Let us tell you that in the last one year, there will be the biggest layoff in a big company in the technology sector. According to the Wall Street Journal report, thousands of employees can be fired from Meta. Meanwhile, Meta reported that it employed more than 87,000 people in September.
There may be layoffs in Meta
The layoffs in Meta will start on Wednesday, November 9. In September, a report said that Meta intends to reduce costs by at least 10 percent in the coming months, which can only happen if there is a layoff of employees. During the pandemic, as businesses went online, Meta went on a hiring bing. In total, more than 27,000 new employees were hired during 2020 and 2021, and the first nine months of this year saw 15,344 hires, roughly a quarter of what was done in the most recent quarter.
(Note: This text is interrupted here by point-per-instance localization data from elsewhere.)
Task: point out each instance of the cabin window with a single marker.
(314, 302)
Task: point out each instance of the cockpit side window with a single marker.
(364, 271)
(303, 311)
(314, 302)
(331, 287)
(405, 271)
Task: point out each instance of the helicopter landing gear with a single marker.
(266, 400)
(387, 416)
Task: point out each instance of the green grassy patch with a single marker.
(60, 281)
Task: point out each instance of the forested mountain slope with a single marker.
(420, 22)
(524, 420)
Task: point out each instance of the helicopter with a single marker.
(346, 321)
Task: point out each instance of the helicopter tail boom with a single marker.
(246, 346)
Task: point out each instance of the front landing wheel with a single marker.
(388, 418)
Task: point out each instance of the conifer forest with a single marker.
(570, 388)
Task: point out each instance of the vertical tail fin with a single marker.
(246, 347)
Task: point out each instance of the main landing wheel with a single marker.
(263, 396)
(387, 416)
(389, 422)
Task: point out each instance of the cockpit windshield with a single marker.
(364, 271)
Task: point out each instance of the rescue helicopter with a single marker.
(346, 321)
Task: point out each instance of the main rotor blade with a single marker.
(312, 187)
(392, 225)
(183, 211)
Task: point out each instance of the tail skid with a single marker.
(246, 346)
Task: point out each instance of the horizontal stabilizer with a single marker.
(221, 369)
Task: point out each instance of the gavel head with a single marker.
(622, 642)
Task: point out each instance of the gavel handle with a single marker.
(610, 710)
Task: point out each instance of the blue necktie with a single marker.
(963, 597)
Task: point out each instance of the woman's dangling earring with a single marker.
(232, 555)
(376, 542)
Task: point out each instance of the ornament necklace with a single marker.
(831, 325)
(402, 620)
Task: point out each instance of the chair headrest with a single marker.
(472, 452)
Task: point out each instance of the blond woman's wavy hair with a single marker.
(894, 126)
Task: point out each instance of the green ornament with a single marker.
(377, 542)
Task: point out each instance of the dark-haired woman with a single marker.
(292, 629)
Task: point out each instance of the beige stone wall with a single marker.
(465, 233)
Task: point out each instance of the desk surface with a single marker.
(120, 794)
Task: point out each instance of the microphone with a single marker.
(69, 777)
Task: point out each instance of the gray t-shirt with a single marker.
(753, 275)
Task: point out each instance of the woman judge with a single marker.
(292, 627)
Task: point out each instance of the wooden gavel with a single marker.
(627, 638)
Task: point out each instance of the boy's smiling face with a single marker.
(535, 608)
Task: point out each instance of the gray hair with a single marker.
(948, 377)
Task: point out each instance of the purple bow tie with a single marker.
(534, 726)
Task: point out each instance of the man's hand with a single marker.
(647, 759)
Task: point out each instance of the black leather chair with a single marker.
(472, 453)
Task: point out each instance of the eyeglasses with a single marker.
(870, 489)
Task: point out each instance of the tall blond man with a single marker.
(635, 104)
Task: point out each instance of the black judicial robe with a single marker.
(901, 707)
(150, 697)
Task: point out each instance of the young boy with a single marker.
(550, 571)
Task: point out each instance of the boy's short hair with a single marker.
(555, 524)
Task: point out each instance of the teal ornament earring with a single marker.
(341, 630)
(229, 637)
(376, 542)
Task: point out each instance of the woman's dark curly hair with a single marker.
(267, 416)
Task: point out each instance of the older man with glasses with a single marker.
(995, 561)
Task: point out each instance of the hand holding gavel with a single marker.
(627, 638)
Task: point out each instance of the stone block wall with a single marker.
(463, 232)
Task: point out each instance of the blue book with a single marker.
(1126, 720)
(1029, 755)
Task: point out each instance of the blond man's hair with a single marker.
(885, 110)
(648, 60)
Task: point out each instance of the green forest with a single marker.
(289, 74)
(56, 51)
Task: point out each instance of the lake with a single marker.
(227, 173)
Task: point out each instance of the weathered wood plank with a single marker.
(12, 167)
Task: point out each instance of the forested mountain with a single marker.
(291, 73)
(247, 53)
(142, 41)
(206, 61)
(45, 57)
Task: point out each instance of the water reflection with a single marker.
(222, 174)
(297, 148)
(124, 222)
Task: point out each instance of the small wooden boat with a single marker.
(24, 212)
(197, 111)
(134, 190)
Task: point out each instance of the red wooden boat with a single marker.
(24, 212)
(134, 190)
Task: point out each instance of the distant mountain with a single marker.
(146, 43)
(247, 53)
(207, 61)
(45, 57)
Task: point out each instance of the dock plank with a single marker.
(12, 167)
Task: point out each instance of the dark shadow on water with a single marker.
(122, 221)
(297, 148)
Twitter also fired 3,500 employees
Since taking over Twitter, Elon Musk has laid off nearly 3,500 employees. The CEO, Parag Agarwal, CFO, head of policy and lead counsel for the firm, were removed soon after the acquisition. On 4 November, Twitter told its employees that it was “reducing our global workforce”. Reportedly, out of Twitter’s 300-strong workforce in India, only 20 people still remain with the company.
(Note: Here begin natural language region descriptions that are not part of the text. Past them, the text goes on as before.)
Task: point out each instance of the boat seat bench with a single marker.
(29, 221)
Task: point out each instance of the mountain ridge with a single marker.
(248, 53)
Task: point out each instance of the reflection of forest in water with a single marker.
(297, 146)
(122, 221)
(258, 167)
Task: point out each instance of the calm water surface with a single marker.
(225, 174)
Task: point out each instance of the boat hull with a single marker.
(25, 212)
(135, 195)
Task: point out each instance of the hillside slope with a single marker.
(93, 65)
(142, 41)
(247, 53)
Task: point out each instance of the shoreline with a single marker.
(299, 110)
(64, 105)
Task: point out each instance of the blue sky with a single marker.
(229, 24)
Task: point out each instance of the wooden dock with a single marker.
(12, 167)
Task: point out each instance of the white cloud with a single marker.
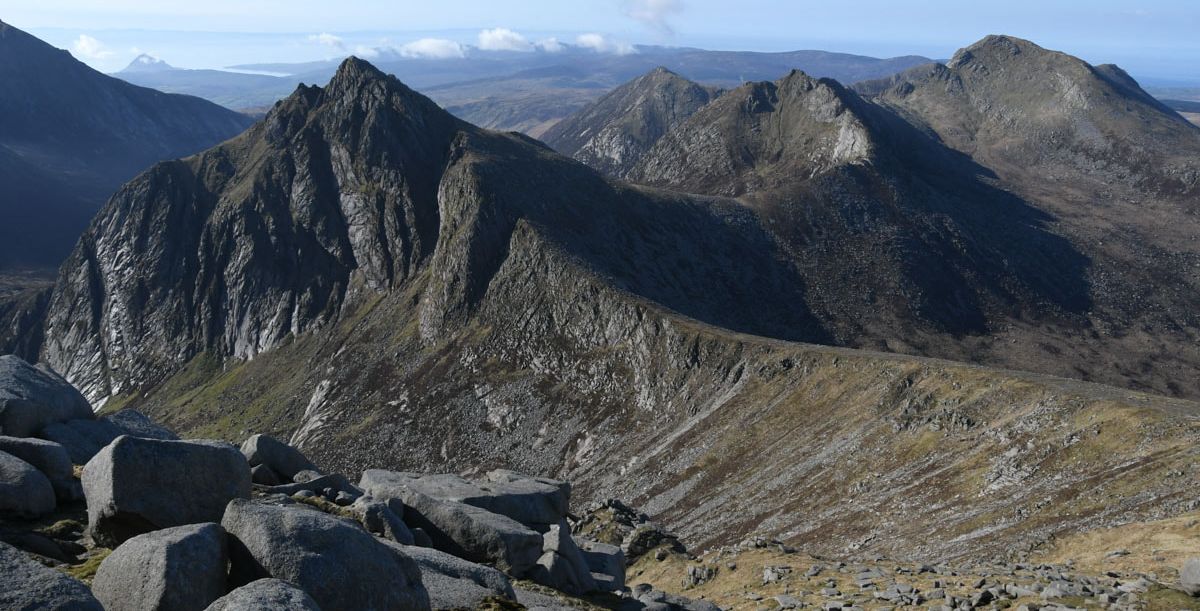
(503, 39)
(550, 45)
(654, 13)
(88, 48)
(328, 40)
(365, 52)
(432, 48)
(601, 43)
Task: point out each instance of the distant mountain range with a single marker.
(523, 91)
(391, 286)
(70, 136)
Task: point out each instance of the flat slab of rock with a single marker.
(449, 573)
(180, 568)
(34, 396)
(25, 583)
(1189, 576)
(138, 485)
(282, 459)
(529, 501)
(321, 555)
(265, 594)
(84, 438)
(24, 491)
(462, 529)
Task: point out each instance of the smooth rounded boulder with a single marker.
(180, 568)
(84, 438)
(48, 457)
(265, 594)
(24, 491)
(282, 459)
(28, 585)
(137, 485)
(34, 396)
(322, 555)
(466, 531)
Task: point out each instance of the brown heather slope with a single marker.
(393, 287)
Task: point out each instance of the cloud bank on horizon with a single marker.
(1147, 37)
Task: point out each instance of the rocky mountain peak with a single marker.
(613, 132)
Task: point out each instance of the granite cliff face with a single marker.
(70, 136)
(389, 286)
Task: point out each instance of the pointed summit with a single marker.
(613, 132)
(353, 73)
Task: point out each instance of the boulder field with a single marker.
(149, 521)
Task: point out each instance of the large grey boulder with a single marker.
(84, 438)
(138, 485)
(34, 396)
(466, 531)
(529, 501)
(1189, 576)
(336, 481)
(454, 582)
(136, 424)
(265, 594)
(24, 491)
(27, 585)
(48, 457)
(562, 564)
(180, 568)
(606, 562)
(285, 460)
(321, 555)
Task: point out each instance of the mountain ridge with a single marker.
(87, 132)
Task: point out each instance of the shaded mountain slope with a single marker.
(612, 133)
(475, 298)
(971, 211)
(363, 186)
(87, 133)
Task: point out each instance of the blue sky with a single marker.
(1156, 39)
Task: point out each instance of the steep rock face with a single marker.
(1015, 107)
(563, 324)
(612, 133)
(358, 189)
(798, 125)
(70, 136)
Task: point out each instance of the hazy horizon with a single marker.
(1155, 41)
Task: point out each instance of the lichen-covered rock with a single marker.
(137, 485)
(24, 491)
(454, 582)
(265, 594)
(383, 519)
(282, 459)
(466, 531)
(606, 562)
(180, 568)
(48, 457)
(1189, 576)
(529, 501)
(84, 438)
(27, 585)
(323, 556)
(34, 396)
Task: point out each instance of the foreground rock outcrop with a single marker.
(137, 485)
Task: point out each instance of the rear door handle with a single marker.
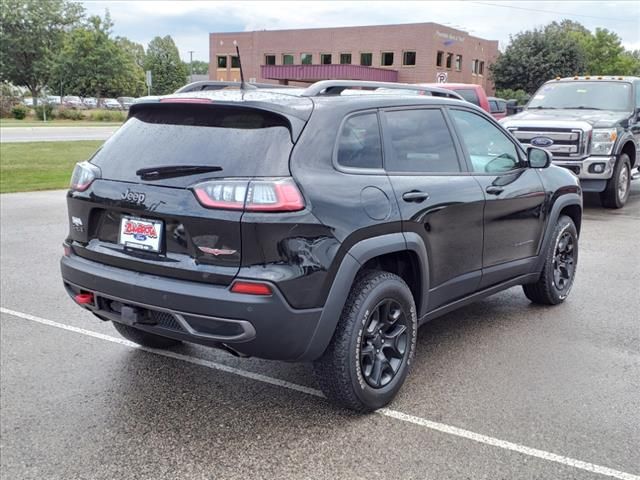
(415, 196)
(493, 190)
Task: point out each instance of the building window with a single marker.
(386, 60)
(345, 59)
(409, 58)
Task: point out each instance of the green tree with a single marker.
(168, 72)
(91, 63)
(31, 32)
(536, 56)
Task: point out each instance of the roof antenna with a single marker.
(243, 85)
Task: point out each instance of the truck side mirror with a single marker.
(538, 157)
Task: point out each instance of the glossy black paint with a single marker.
(464, 242)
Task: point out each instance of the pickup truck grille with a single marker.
(568, 143)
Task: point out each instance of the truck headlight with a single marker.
(603, 140)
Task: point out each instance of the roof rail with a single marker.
(215, 85)
(336, 87)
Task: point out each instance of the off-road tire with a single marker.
(143, 338)
(613, 196)
(339, 371)
(545, 291)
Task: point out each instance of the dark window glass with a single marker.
(469, 95)
(409, 58)
(359, 144)
(458, 62)
(243, 141)
(387, 59)
(420, 142)
(489, 148)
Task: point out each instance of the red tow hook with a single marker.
(84, 298)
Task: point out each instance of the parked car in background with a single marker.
(497, 107)
(90, 102)
(126, 102)
(111, 104)
(591, 125)
(470, 92)
(72, 102)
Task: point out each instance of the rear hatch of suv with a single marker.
(171, 186)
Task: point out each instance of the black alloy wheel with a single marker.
(384, 343)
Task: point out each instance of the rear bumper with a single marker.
(261, 326)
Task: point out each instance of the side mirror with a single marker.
(538, 157)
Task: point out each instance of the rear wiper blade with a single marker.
(169, 171)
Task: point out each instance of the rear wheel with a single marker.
(143, 338)
(618, 186)
(369, 356)
(560, 263)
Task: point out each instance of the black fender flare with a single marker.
(353, 260)
(566, 200)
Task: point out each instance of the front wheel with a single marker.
(560, 264)
(619, 185)
(371, 351)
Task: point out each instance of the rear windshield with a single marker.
(243, 142)
(469, 95)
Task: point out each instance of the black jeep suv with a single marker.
(314, 225)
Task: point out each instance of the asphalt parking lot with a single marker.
(500, 390)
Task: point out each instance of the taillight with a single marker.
(263, 195)
(83, 176)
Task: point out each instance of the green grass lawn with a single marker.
(40, 165)
(12, 122)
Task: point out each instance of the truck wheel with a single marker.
(372, 348)
(143, 338)
(618, 186)
(560, 264)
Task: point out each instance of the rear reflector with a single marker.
(251, 288)
(260, 195)
(84, 298)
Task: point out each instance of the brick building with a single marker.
(410, 53)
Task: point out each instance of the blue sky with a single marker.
(190, 22)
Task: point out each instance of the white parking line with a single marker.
(422, 422)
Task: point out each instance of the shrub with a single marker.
(46, 108)
(19, 112)
(70, 114)
(107, 116)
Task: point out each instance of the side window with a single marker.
(490, 149)
(420, 142)
(359, 145)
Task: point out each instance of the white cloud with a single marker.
(189, 23)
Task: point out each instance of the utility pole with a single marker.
(191, 52)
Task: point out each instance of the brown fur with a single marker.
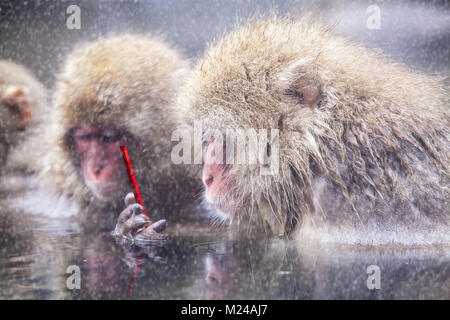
(12, 139)
(371, 153)
(126, 82)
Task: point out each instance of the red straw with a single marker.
(133, 182)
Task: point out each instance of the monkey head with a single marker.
(112, 92)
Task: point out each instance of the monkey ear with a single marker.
(300, 86)
(18, 104)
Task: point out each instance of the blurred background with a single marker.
(35, 33)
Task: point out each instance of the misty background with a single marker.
(35, 34)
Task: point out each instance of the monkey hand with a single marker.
(132, 224)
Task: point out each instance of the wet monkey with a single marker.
(362, 144)
(23, 101)
(111, 92)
BYJU has also laid off employees
Edtech platform BYJU recently laid off 5 percent of its total workforce, said to be 50,000. BYJU’s founder and CEO, Byju Raveendran, wrote a note to all employees and apologized to those fired. He said several unfavorable macroeconomic factors had compelled India’s most valuable startups to take this decision.
Unacademy also fires 350 employees
Rival Unacademy also recently fired 350 employees, with the CEO issuing an apology for the employees it hired. Meanwhile, Netflix, Microsoft, Snap and several other tech giants have recently cut their workforce by thousands.